R tests with noLD option: Run R tests using a custom-built R with compilation flag --disable-long-double. See this page for more details about noLD. This is a requirement for keeping XGBoost on CRAN (the R package index). To invoke this test suite for a particular pull request, simply add a review comment /gha run r-nold-test. (Ordinary comment won’t work. It needs to be a review comment.)

GitHub Actions is also used to build Python wheels targeting MacOS Intel and Apple Silicon. See .github/workflows/python_wheels.yml. The python_wheels pipeline sets up environment variables prefixed CIBW_* to indicate the target OS and processor. The pipeline then invokes the script build_python_wheels.sh, which in turns calls cibuildwheel to build the wheel. The cibuildwheel is a library that sets up a suitable Python environment for each OS and processor target. Since we don’t have Apple Silion machine in GitHub Actions, cross-compilation is needed; cibuildwheel takes care of the complex task of cross-compiling a Python wheel. (Note that cibuildwheel will call setup.py bdist_wheel. Since XGBoost has a native library component, setup.py contains a glue code to call CMake and a C++ compiler to build the native library on the fly.)
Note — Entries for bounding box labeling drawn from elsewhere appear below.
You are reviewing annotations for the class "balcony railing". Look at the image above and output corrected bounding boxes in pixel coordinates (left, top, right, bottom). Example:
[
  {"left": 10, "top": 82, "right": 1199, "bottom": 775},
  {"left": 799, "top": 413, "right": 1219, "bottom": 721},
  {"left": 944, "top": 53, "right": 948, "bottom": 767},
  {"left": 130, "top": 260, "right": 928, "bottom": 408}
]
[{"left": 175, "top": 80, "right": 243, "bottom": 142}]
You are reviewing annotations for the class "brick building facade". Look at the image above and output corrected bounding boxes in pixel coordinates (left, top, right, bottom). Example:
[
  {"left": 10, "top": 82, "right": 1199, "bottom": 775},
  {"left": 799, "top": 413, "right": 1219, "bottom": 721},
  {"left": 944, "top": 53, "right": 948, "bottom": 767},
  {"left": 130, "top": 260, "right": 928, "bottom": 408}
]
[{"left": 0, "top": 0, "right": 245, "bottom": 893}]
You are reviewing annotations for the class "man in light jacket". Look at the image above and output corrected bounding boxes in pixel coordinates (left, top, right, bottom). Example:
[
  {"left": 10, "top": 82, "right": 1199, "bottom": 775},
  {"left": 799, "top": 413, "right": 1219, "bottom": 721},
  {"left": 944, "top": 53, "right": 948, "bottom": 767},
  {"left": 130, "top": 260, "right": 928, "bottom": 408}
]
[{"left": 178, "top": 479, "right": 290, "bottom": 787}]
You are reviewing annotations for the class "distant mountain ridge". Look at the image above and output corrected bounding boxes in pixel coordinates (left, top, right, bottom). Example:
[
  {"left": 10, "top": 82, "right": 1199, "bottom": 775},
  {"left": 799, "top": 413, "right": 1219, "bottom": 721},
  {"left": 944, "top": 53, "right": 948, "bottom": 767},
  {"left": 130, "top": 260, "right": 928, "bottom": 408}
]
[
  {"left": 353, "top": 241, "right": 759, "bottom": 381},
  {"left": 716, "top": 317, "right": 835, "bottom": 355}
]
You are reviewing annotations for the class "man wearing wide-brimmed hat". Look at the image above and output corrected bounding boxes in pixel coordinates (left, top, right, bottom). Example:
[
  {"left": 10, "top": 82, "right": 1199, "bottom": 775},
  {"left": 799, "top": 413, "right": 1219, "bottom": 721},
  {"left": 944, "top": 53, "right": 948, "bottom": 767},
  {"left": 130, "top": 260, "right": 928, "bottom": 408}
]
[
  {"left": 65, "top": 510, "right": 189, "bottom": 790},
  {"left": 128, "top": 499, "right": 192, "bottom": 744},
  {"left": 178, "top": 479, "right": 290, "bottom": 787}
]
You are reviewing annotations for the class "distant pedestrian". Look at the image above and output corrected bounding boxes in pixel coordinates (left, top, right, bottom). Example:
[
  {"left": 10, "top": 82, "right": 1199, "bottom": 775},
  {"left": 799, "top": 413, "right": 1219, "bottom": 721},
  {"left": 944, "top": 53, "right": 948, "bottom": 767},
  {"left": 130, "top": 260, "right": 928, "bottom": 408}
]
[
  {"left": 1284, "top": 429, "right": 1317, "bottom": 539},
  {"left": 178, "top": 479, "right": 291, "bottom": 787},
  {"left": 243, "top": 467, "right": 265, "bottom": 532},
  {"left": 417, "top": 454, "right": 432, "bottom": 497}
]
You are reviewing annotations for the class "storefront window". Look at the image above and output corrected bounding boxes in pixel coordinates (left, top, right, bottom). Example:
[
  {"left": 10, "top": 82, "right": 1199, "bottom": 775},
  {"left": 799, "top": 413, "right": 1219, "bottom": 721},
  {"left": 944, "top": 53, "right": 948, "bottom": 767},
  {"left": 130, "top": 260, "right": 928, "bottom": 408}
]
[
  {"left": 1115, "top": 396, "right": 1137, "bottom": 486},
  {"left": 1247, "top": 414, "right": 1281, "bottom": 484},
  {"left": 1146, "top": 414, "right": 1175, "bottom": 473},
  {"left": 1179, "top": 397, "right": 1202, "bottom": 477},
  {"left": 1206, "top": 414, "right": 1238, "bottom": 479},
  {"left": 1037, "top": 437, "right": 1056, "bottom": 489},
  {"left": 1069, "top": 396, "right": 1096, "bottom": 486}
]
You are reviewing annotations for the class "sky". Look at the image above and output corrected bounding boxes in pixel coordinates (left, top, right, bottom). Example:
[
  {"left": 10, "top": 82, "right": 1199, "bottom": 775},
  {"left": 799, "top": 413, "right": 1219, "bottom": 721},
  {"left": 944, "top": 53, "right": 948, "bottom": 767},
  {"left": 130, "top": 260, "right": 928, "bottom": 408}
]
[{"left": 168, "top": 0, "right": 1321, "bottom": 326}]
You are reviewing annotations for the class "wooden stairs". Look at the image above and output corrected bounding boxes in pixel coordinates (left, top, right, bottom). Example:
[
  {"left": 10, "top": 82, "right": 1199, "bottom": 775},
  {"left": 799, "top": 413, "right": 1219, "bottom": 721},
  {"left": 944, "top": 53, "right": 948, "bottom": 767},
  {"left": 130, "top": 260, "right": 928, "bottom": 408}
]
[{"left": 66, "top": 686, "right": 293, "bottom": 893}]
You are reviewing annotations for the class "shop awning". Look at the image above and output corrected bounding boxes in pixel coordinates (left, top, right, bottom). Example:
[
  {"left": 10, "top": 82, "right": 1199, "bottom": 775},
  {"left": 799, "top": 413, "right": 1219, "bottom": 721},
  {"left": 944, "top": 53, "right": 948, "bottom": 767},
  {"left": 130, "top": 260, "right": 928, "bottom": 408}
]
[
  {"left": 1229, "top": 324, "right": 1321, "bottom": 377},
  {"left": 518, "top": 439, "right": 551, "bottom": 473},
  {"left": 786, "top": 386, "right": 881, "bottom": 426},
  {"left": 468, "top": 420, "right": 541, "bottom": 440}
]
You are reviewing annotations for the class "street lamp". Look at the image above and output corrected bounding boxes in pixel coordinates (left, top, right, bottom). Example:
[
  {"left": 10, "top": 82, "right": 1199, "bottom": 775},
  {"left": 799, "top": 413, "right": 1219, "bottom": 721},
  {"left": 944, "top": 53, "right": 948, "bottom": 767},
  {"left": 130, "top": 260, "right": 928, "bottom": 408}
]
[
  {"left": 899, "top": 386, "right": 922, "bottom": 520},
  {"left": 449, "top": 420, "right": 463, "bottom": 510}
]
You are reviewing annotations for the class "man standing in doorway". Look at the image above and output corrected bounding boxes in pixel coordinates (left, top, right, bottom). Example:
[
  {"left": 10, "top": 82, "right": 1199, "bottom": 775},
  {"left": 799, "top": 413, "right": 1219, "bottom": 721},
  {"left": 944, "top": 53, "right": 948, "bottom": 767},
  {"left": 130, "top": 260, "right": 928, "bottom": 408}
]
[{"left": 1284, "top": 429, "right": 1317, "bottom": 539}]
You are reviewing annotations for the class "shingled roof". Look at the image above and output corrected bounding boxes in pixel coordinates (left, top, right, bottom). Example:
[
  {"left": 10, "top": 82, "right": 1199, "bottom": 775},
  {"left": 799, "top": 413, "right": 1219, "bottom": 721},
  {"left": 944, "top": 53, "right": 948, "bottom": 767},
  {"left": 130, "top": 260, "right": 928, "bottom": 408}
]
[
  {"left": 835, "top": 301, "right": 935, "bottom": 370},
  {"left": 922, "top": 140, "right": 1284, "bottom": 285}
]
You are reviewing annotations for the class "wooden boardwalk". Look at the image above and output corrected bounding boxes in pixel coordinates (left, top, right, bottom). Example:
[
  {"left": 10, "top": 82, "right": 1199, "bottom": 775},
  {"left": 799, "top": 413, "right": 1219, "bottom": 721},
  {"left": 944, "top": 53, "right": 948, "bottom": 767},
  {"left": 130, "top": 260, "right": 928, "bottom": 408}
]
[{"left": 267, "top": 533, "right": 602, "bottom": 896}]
Reproduce CI testing environments using Docker containers

In our CI pipelines, we use Docker containers extensively to package many software packages together. You can reproduce the same testing environment as the CI pipelines by running Docker locally.

Prerequisites

Install Docker: https://docs.docker.com/engine/install/ubuntu/
Install NVIDIA Docker runtime: https://docs.nvidia.com/datacenter/cloud-native/container-toolkit/install-guide.html#installing-on-ubuntu-and-debian The runtime lets you access NVIDIA GPUs inside a Docker container.

Building and Running Docker containers locally

For your convenience, we provide the wrapper script tests/ci_build/ci_build.sh. You can use it as follows:

tests/ci_build/ci_build.sh <CONTAINER_TYPE> <DOCKER_BINARY> --build-arg <BUILD_ARG> \
  <COMMAND> ...

where:

<CONTAINER_TYPE> is the identifier for the container. The wrapper script will use the container definition (Dockerfile) located at tests/ci_build/Dockerfile.<CONTAINER_TYPE>. For example, setting the container type to gpu will cause the script to load the Dockerfile tests/ci_build/Dockerfile.gpu.
<DOCKER_BINARY> must be either docker or nvidia-docker. Choose nvidia-docker as long as you need to run any GPU code.
<BUILD_ARG> is a build argument to be passed to Docker. Must be of form VAR=VALUE. Example: --build-arg CUDA_VERSION_ARG=11.0. You can pass multiple --build-arg.
<COMMAND> is the command to run inside the Docker container. This can be more than one argument. Example: tests/ci_build/build_via_cmake.sh -DUSE_CUDA=ON -DUSE_NCCL=ON.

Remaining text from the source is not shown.